Turalde noted that the DSWD has created a team devoted to visiting beneficiaries to find out who are still poor, non-poor, and who are not really poor.
“And we also want to find out their vulnerabilities kasi doon nila ikina-craft ‘yung transitioning strategy [because that is how they craft transitioning strategies]… It’s our interest to help this household, this family to become self-sufficient and self-reliant,” she said.
Rice vs cash
The DSWD is open to any suggestions on the implementation of the 4Ps but all of these shall be subject to further studies, Turalde noted, referring to Caloocan City Rep. Edgar Erice’s suggestion for the provision of additional cash assistance instead of the provision of additional 20 kilos of rice as directed by President Rodrigo Duterte during his first state of the nation address.
“Kasi ang gusto ni president, physical talaga—bigas [Because the president wants the assistance to be in physical form — rice],” Turalde said, but cleared that it needs further review.
“So ang aming sagot diyan, aaralin yan. Kaya may tinitingnan na modalities. Nakikipag usap na [kami]sa iba’t ibang ahensya ng gobyerno [So our answer to that is that we will study the proposal. That is why we are looking into modalities. We are talking to other government agencies],” Turalde noted.
According to her, the DSWD is currently coordinating with the Department of Agriculture, National Food Authority, and the National Anti-Poverty Commission to see if the distribution of additional rice allowance could be extended to millions of beneficiaries.
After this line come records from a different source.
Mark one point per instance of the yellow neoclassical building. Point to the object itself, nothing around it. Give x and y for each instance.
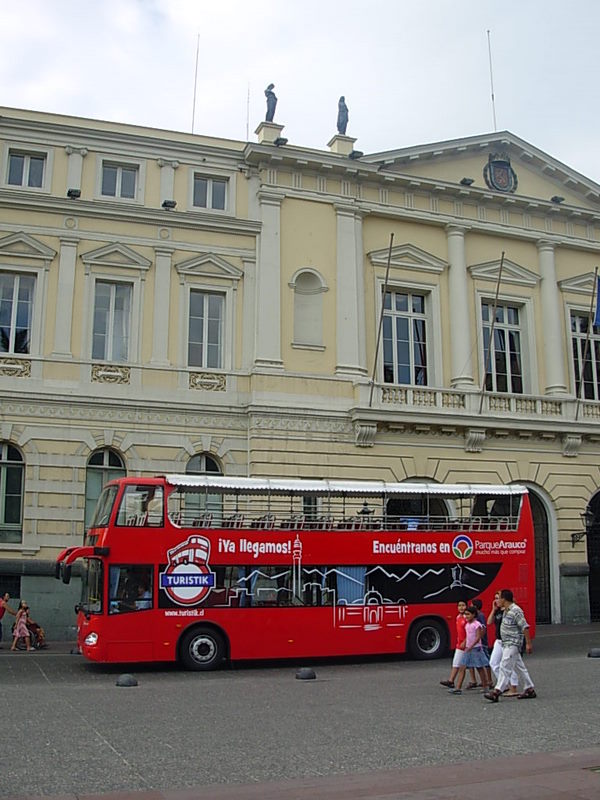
(173, 302)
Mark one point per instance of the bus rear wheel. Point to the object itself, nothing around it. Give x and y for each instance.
(202, 649)
(428, 639)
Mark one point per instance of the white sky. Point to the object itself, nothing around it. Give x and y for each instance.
(412, 71)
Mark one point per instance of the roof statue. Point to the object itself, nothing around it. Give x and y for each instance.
(271, 102)
(342, 116)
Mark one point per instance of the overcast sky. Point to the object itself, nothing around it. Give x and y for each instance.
(412, 71)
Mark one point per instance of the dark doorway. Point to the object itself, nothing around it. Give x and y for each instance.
(543, 614)
(593, 542)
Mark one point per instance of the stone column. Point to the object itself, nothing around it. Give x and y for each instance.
(167, 178)
(267, 351)
(162, 302)
(67, 262)
(461, 358)
(75, 166)
(350, 294)
(553, 341)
“In fact, isa sa mga undersecretaries ng DSWD ang mamumuno para pag-aralan ang rice distribution—kung paano mo gagawin at anong mekanismo niyan [In fact, one of the undersecretaries of the DSWD is leading the studies on rice distribution — how it will be done and using which mechanisms]. Massive ‘yan eh [that is massive], we’re talking of 4.4 million families,” she stressed.
Unliquidated 4Ps accounts
Lawmakers recently grilled DSWD Secretary Judy Taguiwalo during the appropriations hearing of the department due to the existence of several CCT accounts that remain unliquidated and unmoved.
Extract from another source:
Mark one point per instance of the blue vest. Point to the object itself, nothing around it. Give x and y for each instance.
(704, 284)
According to a report sent by the department to House appropriations committee chairperson Rep. Karlo Nograles, 386,435 CCT accounts in the Land Bank of the Philippines (LBP) were tagged as non-moving.
Meanwhile, 271,948 accounts did not receive any grant.
Also, 260,343 accounts opened from 2008 to 2014 were recommended for closure while 798 accounts were already closed pursuant to requests from DSWD regional offices.
Meanwhile, 41,899 cash cards have records of movement through withdrawals and 50,800 accounts are either up for deactivation or pertain to delisted households.
“Ang pera sa totoo lang ay hawak ng Landbank. Dina-download ‘yan ng Department of Budget and Management sa Land Bank. Syempre ang DSWD, kami naman ay we’re committing ourselves na talagang ayusin ang programa [the money, in reality, is held by Landbank. The Department of Budget and Management deposits it to Landbank. Of course we in the DSWD are committed to really fixing the program],” Turalde noted.
She said the DSWD is currently investigating unliquidated CCT grants.
She said that some ineligible families are able to receive assistance under the program. Turalde said this is also being investigated.
The DSWD official said the department will not accept additional beneficiaries as the it is prioritizing addressing deficiencies in the program.
“Kung seryoso tayo sa pagsugpo sa kahirapan, sa usapin ng assessment of reforms, titingnan ‘yan sa mas malaking aspeto na kailangan natin ng pambansang industriya na lilikha ng jobs. Kasi ito ang pinag-uugatan ng kahirapan. Kailangang tingnan ang pag-address ng poverty [If we’re serious in eradicating poverty, in assessing reforms, we have to look at the bigger picture that we need national industries to create jobs. Because this (the absence of national industries) is the root of poverty. This has to be looked into in addressing poverty],” Turalde said.